During his single, four-year term, Carter created 39 different National Park Service units, ranging from the Chattahoochee River National Recreation Area and the Martin Luther King Jr. National Historic Site in Atlanta, to the Women’s Rights and the War in the Pacific National Historic Parks in Seneca, New York, and Guam, respectively.

In 1978, Carter used the Antiquities Act to designate some 56 million acres in Alaska as National Monuments. The decision initially was extraordinarily controversial both in Congress and in that vast, fiercely independent state.

“President Carter showed enormous courage in using the Antiquities Act to do that,” Jarvis contended in an interview last week. “In many ways, he exemplifies for us the kind of conservation and preservation leadership that is found within the National Park Service.”

Carter put it more succinctly during Sunday’s ceremony:

“Every time I went to Alaska,” he recalled with a rueful grin, “The Secret Service would double my protection.”

Yet by the time Carter went back 25 years later, Jarvis said, he was “celebrated as a hero” for helping to preserve and protect an iconic landscape of glaciers, rivers, soaring mountains like Denali (formerly Mount McKinley) and important native traditions.

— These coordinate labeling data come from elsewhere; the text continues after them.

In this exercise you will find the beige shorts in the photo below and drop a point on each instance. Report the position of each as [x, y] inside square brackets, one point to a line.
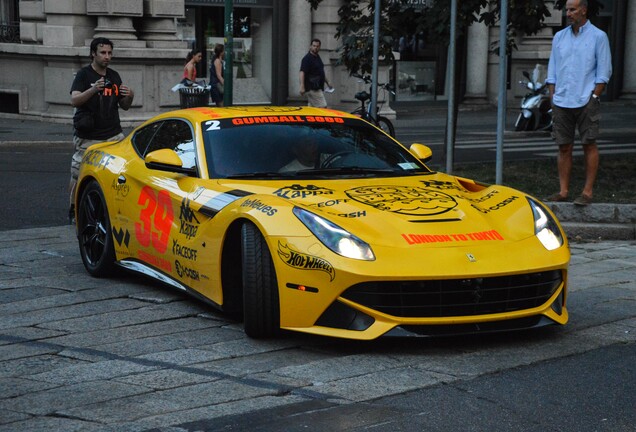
[316, 98]
[567, 120]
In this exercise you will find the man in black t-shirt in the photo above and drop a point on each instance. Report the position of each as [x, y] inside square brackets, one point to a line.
[312, 77]
[97, 93]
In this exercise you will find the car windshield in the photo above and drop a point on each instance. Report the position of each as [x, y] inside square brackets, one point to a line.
[276, 147]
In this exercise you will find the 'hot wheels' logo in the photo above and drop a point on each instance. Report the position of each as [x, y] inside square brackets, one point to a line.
[303, 261]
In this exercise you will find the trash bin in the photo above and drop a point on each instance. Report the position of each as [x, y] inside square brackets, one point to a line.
[191, 97]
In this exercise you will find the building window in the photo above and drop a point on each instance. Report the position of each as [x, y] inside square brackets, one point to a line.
[9, 21]
[203, 28]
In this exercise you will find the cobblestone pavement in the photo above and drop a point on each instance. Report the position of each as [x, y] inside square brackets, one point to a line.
[124, 354]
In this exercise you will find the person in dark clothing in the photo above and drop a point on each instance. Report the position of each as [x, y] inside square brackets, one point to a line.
[97, 93]
[312, 77]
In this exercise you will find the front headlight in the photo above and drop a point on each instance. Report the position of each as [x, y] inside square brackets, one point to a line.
[335, 238]
[545, 227]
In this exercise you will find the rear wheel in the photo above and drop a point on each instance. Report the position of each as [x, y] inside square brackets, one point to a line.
[94, 232]
[261, 311]
[386, 125]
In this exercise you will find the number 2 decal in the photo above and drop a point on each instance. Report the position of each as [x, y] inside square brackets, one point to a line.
[160, 207]
[213, 125]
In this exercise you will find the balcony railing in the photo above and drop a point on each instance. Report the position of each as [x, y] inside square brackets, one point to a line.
[10, 33]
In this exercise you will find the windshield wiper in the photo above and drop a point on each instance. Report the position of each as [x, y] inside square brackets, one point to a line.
[262, 174]
[347, 171]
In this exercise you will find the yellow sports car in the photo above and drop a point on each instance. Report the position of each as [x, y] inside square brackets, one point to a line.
[313, 220]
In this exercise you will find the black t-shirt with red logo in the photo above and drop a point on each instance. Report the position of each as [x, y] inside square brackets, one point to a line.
[104, 105]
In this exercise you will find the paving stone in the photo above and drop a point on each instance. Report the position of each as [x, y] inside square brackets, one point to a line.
[264, 361]
[15, 295]
[48, 402]
[9, 417]
[186, 339]
[379, 384]
[12, 387]
[82, 373]
[132, 332]
[44, 301]
[25, 367]
[48, 424]
[162, 402]
[13, 335]
[333, 369]
[127, 312]
[68, 318]
[167, 378]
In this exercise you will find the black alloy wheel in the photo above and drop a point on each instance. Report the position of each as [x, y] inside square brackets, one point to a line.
[94, 232]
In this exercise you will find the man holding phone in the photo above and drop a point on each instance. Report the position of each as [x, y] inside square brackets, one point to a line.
[97, 93]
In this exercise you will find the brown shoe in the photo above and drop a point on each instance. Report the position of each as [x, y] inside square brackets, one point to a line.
[583, 200]
[557, 197]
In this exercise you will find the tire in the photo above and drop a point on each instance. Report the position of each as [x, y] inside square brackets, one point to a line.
[261, 310]
[386, 125]
[94, 232]
[522, 123]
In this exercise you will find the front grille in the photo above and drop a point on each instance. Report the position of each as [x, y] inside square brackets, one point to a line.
[457, 297]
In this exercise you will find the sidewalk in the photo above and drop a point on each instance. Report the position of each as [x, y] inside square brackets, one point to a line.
[119, 354]
[599, 221]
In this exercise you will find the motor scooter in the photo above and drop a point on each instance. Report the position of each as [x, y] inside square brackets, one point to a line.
[536, 109]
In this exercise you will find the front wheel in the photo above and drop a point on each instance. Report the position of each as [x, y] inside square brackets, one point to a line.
[386, 125]
[261, 310]
[94, 232]
[522, 123]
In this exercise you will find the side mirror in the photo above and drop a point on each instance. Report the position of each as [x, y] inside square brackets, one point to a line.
[423, 153]
[166, 160]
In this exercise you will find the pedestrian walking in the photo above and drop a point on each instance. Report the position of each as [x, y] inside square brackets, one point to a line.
[312, 77]
[97, 93]
[580, 67]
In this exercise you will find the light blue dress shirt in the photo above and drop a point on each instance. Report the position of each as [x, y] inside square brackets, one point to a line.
[577, 63]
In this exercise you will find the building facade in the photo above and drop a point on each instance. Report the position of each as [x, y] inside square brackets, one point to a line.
[44, 42]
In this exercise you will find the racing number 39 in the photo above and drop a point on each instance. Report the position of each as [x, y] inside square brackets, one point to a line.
[160, 207]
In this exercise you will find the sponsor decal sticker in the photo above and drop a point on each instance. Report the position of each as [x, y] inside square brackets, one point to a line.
[97, 158]
[121, 189]
[121, 237]
[303, 261]
[183, 251]
[157, 262]
[415, 201]
[302, 191]
[155, 219]
[260, 206]
[186, 272]
[496, 206]
[189, 224]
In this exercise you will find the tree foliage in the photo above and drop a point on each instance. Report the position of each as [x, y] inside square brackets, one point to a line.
[400, 18]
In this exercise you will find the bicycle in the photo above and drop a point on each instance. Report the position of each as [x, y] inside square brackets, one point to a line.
[364, 111]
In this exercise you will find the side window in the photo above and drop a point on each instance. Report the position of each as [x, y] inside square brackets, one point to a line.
[176, 135]
[141, 140]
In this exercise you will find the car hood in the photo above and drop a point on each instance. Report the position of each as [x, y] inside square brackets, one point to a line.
[436, 209]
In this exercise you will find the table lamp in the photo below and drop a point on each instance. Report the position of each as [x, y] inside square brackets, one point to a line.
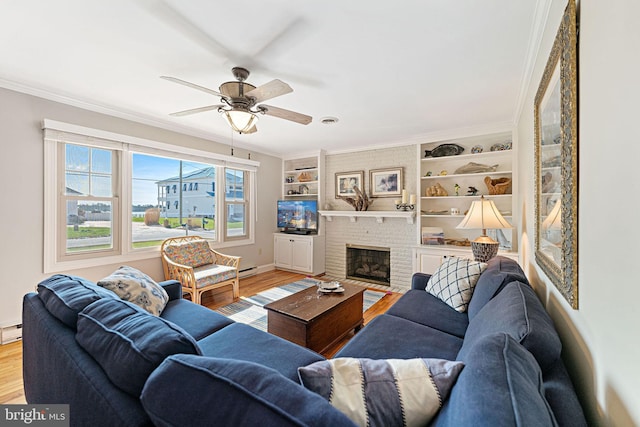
[484, 214]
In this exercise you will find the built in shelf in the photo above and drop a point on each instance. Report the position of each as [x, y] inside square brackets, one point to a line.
[378, 215]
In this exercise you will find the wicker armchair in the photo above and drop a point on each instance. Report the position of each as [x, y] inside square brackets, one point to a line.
[197, 267]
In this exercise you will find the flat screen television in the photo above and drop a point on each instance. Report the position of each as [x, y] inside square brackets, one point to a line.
[298, 216]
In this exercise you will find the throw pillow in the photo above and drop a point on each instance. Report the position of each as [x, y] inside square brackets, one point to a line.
[134, 286]
[390, 392]
[129, 343]
[454, 281]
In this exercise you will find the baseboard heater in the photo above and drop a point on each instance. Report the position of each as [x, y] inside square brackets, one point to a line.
[248, 271]
[11, 333]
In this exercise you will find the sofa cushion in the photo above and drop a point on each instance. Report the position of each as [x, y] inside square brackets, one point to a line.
[243, 342]
[499, 272]
[231, 393]
[129, 343]
[212, 273]
[391, 337]
[517, 311]
[500, 385]
[134, 286]
[193, 253]
[422, 307]
[196, 320]
[454, 280]
[66, 296]
[383, 393]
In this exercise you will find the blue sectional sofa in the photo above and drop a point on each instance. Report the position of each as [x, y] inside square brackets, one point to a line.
[118, 365]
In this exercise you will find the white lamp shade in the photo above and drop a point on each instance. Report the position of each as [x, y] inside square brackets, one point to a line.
[484, 214]
[240, 120]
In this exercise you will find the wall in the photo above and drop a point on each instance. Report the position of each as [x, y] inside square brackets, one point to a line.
[21, 174]
[394, 233]
[600, 338]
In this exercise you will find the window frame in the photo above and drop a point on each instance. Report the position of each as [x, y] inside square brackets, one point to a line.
[56, 134]
[245, 202]
[61, 231]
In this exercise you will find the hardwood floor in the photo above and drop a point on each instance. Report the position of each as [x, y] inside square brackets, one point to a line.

In Plains, Carter and his wife, Rosalynn, have a much more up-close-and-personal relationship with the NPS. Both are active board members of the Friends of the Jimmy Carter National Historic Site and the modest ranch house they've lived in since 1961 will eventually become part of the site. They wanted Sunday's ceremony to have that same intimate feel, and the audience of about 100 people was mostly made up of family members, fellows residents of Plains, park service employees — and a few clearly enchanted visitors who'd come to tour the museum and wound up watching the former president be made an honorary ranger.

And what about that title? Does it come with any special rights or responsibilities?

“He gets the hat,” Jarvis chuckled. “And he’s allowed to wear it anywhere he wants!”